Временно его похоронили на Кампо-Санто. Поланецкий догадывался, что было в умоляющем взгляде Букацкого: желание, чтобы прах его перевезли на родину. Свирский поддержал его предложение.

Так лопнул этот мыльный пузырь, отливавший порой всеми цветами радуги, но, как любой мыльный пузырь, эфемерный и недолговечный…

Кончина его глубоко опечалила Поланецкого, и он целыми часами размышлял об этом странном человеке, не делясь своими мыслями с Марыней, — у него еще не вошло в привычку делиться с ней тем, что было на душе. Впрочем, размышляя о покойном, выводы он, как это часто бывает делал в свою пользу.

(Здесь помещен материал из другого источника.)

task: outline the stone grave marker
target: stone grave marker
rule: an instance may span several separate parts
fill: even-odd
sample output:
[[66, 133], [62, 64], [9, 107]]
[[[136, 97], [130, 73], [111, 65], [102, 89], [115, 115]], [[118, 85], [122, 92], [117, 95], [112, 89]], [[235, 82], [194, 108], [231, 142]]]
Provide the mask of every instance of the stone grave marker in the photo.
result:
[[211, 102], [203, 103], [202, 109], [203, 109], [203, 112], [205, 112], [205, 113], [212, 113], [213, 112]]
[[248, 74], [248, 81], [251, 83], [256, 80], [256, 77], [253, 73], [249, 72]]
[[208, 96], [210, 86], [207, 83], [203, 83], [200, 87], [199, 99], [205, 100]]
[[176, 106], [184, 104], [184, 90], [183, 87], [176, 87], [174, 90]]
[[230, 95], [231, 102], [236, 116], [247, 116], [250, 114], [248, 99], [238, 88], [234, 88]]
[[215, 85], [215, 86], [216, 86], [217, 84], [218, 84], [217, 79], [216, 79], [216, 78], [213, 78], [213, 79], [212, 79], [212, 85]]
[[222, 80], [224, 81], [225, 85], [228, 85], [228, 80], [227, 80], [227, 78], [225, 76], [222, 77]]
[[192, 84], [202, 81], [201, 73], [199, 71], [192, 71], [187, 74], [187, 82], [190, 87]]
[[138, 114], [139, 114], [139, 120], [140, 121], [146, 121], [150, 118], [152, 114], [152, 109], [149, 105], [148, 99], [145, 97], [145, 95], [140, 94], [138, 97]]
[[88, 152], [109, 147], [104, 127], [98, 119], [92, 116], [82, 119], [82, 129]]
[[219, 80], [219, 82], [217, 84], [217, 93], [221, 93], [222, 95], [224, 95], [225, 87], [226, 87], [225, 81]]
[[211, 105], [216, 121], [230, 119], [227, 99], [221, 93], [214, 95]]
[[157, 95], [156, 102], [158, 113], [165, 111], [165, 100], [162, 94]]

«Букацкий, — рассуждал он, — жил в разладе с самим собой; не было у него житейской сметки, блуждал, как в лесу, — куда минутная прихоть поведет. И был бы от этого хоть какой-то прок, получай он хоть какое-никакое удовольствие, — ладно, имело бы смысл. А то ведь страдал. Ну правда: не глупо разве всю жизнь лишать себя вина, уверяя, что это уксус. Я вот более здраво смотрю на вещи, во всяком случае, никогда не обманывал сам себя. Что там ни говори, а с жизнью и верой к какой-то ясности пришел».